On 30.06.2020 8:22, Yoshihiro Shimoda wrote:
From: Yoshihiro Shimoda, Sent: Tuesday, May 26, 2020 6:47 PM
According to the report of [1], this driver is possible to cause
the following error in ravb_tx_timeout_work().
ravb e6800000.ethernet ethernet: failed to switch device to config mode
This error means that the hardware could not change the state
from "Operation" to "Configuration" while some tx queue is operating.
After that, ravb_config() in ravb_dmac_init() will fail, and then
any descriptors will be not allocaled anymore so that NULL porinter
Pointer. :-)
dereference happens after that on ravb_start_xmit().
Such a case is possible to be caused because this driver supports
two queues (NC and BE) and the ravb_stop_dma() is possible to return
without any stopping process if TCCR or CSR register indicates
the hardware is operating for TX.
Maybe we should just fix those blind assumptions?
To fix the issue, just try to wake the subqueue on
ravb_tx_timeout_work() if the descriptors are not full instead
of stop all transfers (all queues of TX and RX).
[1]
https://lore.kernel.org/linux-renesas-soc/20200518045452.2390-1-dirk.behme@xxxxxxxxxxxx/
Reported-by: Dirk Behme <dirk.behme@xxxxxxxxxxxx>
Signed-off-by: Yoshihiro Shimoda <yoshihiro.shimoda.uh@xxxxxxxxxxx>
---
I'm guessing that this issue is possible to happen if:
- ravb_start_xmit() calls netif_stop_subqueue(), and
- ravb_poll() will not be called with some reason, and
- netif_wake_subqueue() will be not called, and then
- dev_watchdog() in net/sched/sch_generic.c calls ndo_tx_timeout().
However, unfortunately, I didn't reproduce the issue yet.
To be honest, I'm also guessing other queues (SR) of this hardware
which out-of tree driver manages are possible to reproduce this issue,
but I didn't try such environment for now...
So, I marked RFC on this patch now.
I'm afraid, but do you have any comments about this patch?
I agree that we should now reset only the stuck queue, not both but I
doubt your solution is good enough. Let me have another look...
Thank you for your comment! I hope this solution is good enough...

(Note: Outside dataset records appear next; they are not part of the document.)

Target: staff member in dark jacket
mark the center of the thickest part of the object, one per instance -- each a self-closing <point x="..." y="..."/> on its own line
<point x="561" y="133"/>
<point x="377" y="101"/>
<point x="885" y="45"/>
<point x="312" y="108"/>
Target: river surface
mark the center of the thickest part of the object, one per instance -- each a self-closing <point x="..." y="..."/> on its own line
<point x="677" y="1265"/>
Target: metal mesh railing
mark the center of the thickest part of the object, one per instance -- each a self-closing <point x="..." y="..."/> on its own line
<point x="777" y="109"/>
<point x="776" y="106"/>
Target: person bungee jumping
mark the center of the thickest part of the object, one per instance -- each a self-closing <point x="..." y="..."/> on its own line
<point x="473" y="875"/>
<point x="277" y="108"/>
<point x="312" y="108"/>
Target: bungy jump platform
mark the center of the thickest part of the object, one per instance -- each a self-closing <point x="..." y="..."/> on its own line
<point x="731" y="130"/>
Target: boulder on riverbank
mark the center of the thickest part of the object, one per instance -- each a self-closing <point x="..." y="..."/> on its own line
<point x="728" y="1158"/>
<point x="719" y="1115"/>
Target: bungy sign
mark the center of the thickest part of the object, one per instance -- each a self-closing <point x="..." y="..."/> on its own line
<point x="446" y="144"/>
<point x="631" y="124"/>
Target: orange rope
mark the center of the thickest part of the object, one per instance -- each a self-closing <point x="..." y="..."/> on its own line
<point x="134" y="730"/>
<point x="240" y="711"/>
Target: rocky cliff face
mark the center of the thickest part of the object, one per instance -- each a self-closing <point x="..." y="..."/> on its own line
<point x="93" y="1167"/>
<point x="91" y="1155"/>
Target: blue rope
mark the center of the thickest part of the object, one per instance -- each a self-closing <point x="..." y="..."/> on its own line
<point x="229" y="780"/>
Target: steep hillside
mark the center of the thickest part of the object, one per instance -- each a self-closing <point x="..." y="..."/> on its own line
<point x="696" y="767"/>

I'm sorry again and again. But, do you have any time to look this patch?
Yes, in the sense of reviewing -- I don't consider it complete. And no, in
the sense of looking into the issue myself... Can we do a per-queue tear-down
and re-init (not necessarily all in 1 patch)?
In fact, it would ensue many changes...
Thank you for your comment! I'm not sure this "re-init" mean. But, we can do
Well, I meant the ring re-allocation and re-formatting... but (looking at
sh_eth) the former is not really necessary, it's enough to just stop the TX
ring and then re-format it and re-start... Well, unfortunately, the way I
structured the code, we can't do *just* that...
a per-queue tear-down if DMAC is still working. And, we can prepare new descriptors
for the queue after tear-down.
< Tear-down >
1. Set DT_EOS to the desc_bat[queue].
2. Set DLR.LBAx to 1.
3. Check if DLA.LBAx is cleared.
DLR.LBAx, you mean?
Well, I was thinking of polling TCCR and CSR like the current
ravb_stop_dma() does, but if that works...
< Prepare new descriptors and start again >
4. Prepare new descriptors.
That's where the cause for using the workqueue lies -- the descriptors are
allocated with GFP_KERNEL, not GFP_ATOMIC... if you have time/desire to
untangle all this, I'd appreciate it; else I'd have to work on this in my
copious free time... :-)
5. Set DT_LINKFIX to the desc_bat[queue].
6. Set DLR.LBAx to 1.
7. Check if DLA.LBAx is cleared.
I'm thinking doing tear-down and "re-init" of the descriptors is better
than just try to wake the subqueue. But, what do you think?
Definitely better, yes...
Best regards,
Yoshihiro Shimoda
MBR, Sergei